Ars: Is there a solution to this conundrum?
Etchells: James Newman, who is a video game historian, has some neat ideas on how to explain to people what the original Super Mario Bros. game was like [to] somebody who’s never known anything other than Xbox One and PS4’s. You can turn it into a much more interactive multi-dimensional experience. Maybe give them an original NES controller to use, so that they’ve got something tactile to connect to the game with, but they can use that, not just to play the game, but to navigate around an environment that explains the culture that was around that game at the time.

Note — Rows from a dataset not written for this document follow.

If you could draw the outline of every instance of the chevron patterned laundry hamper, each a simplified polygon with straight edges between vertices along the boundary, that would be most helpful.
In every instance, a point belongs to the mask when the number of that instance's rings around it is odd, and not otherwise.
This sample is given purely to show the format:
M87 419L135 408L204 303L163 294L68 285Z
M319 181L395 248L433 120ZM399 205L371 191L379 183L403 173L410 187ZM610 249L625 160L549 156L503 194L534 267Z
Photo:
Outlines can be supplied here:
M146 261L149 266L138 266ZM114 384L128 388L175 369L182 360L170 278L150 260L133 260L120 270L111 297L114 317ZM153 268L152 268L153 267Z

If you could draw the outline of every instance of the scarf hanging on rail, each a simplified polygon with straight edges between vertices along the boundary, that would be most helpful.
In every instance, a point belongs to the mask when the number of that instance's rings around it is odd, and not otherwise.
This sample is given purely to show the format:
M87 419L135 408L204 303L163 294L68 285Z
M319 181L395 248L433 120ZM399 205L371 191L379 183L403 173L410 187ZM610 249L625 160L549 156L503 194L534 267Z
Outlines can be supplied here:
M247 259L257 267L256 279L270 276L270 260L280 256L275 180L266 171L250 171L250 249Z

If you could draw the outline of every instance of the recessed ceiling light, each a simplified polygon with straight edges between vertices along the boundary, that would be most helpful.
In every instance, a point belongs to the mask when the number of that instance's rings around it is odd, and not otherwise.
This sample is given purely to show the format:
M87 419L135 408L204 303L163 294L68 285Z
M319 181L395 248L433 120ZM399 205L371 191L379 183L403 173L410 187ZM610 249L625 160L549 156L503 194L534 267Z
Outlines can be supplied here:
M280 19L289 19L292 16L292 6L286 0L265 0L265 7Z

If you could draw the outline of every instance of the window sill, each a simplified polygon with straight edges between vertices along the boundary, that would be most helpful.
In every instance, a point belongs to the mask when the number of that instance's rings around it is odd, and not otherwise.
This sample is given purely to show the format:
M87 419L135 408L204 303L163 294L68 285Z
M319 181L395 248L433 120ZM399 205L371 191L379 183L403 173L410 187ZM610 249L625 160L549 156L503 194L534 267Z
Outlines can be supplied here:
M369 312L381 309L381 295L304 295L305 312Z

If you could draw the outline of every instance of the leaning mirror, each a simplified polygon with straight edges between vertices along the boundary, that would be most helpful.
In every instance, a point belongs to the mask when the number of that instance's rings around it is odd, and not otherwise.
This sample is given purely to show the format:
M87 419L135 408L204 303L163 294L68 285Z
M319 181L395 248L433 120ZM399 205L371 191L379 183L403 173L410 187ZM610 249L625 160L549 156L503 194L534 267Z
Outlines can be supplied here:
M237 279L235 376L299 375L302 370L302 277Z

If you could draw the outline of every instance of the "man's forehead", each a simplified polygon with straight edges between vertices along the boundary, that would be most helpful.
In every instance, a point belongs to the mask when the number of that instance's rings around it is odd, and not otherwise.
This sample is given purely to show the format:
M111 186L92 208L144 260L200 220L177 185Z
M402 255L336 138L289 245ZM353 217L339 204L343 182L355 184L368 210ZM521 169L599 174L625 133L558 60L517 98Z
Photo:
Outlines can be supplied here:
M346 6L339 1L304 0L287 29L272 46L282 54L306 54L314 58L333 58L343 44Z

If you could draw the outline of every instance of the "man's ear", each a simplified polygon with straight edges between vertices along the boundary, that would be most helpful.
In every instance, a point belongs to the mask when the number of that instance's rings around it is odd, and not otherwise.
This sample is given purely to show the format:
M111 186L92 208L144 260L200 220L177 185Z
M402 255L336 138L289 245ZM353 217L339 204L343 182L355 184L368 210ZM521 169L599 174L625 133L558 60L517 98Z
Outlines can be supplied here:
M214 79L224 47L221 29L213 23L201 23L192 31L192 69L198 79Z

That’s been done with Super Mario, where you’ve got this big interactive screen that shows you one level of Super Mario Bros. You can zoom in and out of different bits of it, and there’s videos that are attached that explain how these games were developed, how people actually played those games at the time, and how that sort of game play evolved. Hopefully, you can get a little richer experience if you then get a chance to play the game afterwards.
Ars: Video games continue to evolve, especially with the emergence of augmented or mixed reality games like Pokémon Go. What might future gaming be like?
Etchells: I remember seeing a demo of the Microsoft HoloLens, where you put the glasses on and you look at an empty coffee table, and Minecraft appears on it. If you drop a block off the table and it rolls underneath, you’ve got to look under the table to pick it up and get it. So it’s combining the world around us with something virtual. I could see in 20 years’ time, where [instead of] cinemas, you have these spaces where you and your friends rent a room, for an hour or two hours. Maybe it’s like a football pitch. You’ve got a team of 11 friends, you all put these glasses on, and suddenly you’re transported to Wembley Stadium, playing in the World Cup Final against Brazil. Or rather than watching a TV show, like Stranger Things, you are part of the show, so you can interact with characters and try to drive the story forward.
All these worries that people have about video games making us sedentary would go away, because you would have to move around your environment and interact with it in a more physical way. All the worries about whether games isolate you would also probably go away, too, because they would be inherently social experiences.